Saprobic on decaying Bambusa . Sexual morph: Undetermined. Asexual morph: Conidiomata 91–148 × 311–974 μm (x ̄ = 120 × 583 μm, n = 20), pycnidial, scattered or aggregated, embedded in host surface, slightly erumpent through host surface, 1–3 - locular conidioma, nearly flat, elongated, discoid, or variable in shape, black, consisting of hyaline, thin-walled cells of textura angularis, outer layer thick walled. Conidiophores reduced to conidiogenous cells. Conidiogenous cells 4–16 × 1.2–2.6 μm (x ̄ = 7.5 × 1.8 μm, n = 40), cylindrical, unbranched, aseptate, smooth, straight or slightly curved, tapering towards the apex, wider at base, hyaline. Alpha conidia 4.1–7.8 × 1.7–3.1 μm (x ̄ = 5.8 × 2.5 μm, n = 40), apex bluntly rounded, 1–2 - guttulate, mostly bi-guttulate, oval or oblong to ellipsoid, hyaline, smooth, base obtuse to subtruncate.
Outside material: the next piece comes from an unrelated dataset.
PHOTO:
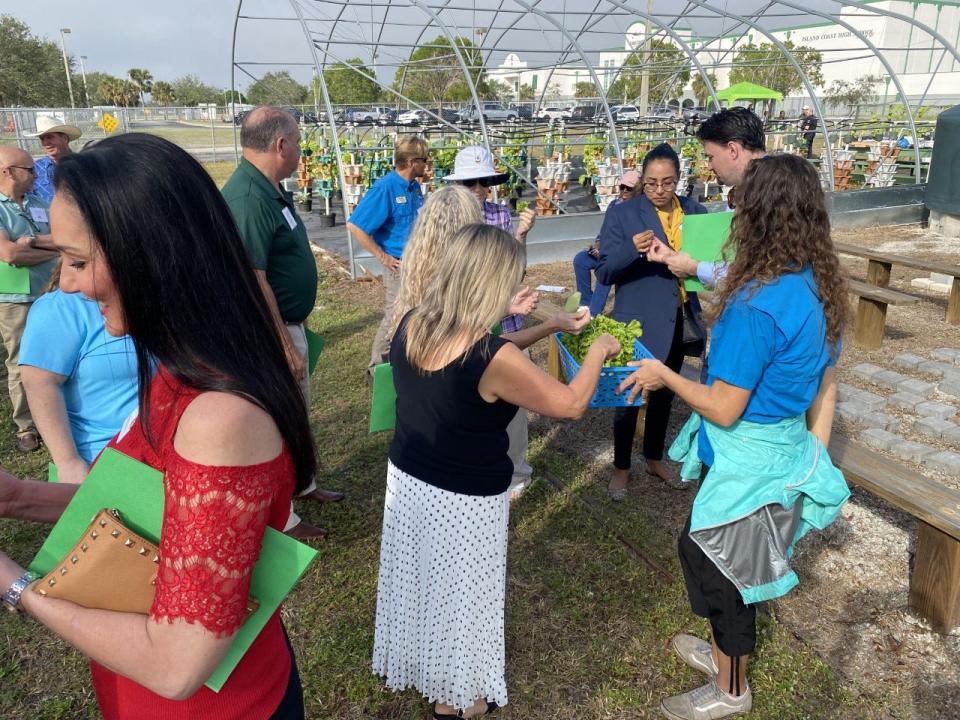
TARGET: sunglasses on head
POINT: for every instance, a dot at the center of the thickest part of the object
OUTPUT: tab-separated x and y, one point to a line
485	182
Beta and Gamma conidia not observed.
Culture characteristics.
Colonies on PDA, reaching 40 mm diam., after 2 weeks at 25 ° C, initially white, turning olivaceous grey after 7–10 days, darker at the centre and marginal area, lacking aerial mycelium; reverse, olivaceous grey bordered by dark margins.
Material examined.
Thailand, Chiang Mai Province, Mae Taeng District , on dead terrestrial stem of Bambusa ( Poaceae ), 19 November 2022, J. Louangphan, MJ 11 ( MFLU 23–0475 ); living culture, MFLUCC 24–0524 = MFLUCC 23–0301 .
Hosts.
Actinidia spp. ( Actinidiaceae ), Alangium kurzii ( Cornaceae ), Bambusa sp. ( Poaceae ), Bougainvillea glabra ( Nyctaginaceae ), Celtis formosana ( Ulmaceae ), Morinda officinalis ( Rutaceae ), Tectona grandis ( Lamiaceae ), Theobroma cacao ( Malvaceae ), Soil, Vitis vinifera ( Vitaceae ) ( Chang et al. 2005; Crous et al. 2015; Bai et al. 2017; Doilom et al. 2017; Yang et al. 2018; Manawasinghe et al. 2019; Tennakoon et al. 2021; Luo et al. 2022; this study).
Distribution.
Australia, China, Korea, Thailand ( Chang et al. 2005; Crous et al. 2015; Bai et al. 2017; Doilom et al. 2017; Yang et al. 2018; Manawasinghe et al. 2019; Tennakoon et al. 2021; Luo et al. 2022; this study).
Notes.
In the phylogenetic analysis, our isolates ( MFLUCC 23–0301 and MFLUCC 24–0524 ) clustered with D. tulliensis isolates ( MFLUCC 14–1139 , JZB 320128, and BRIP 62248 a) with 100 % ML / 1.00 BPP support (Fig. 1 View Figure 1 ). Our isolate has a similar morphology to D. tulliensis isolates but differs from D. tulliensis in the size of conidiomata (up to 500 µm (= D. celtidis and D. tulliensis ) vs. up to 510 µm (= D. hubeiensis ) vs. 135–330 μm (= D. alangii ) vs. 50–380 μm (= D. morindae ) vs. 725–820 μm diam. (= D. tectonae )) ( Crous et al. 2015; Doilom et al. 2017; Yang et al. 2018; Manawasinghe et al. 2019; Luo et al. 2022). Our isolate also differs due to the absence of beta conidia, which has been reported in some D. tulliensis isolates ( Chang et al. 2005; Crous et al. 2015; Doilom et al. 2017; Manawasinghe et al. 2019). Therefore, we report our isolate as a new host record of D. tulliensis .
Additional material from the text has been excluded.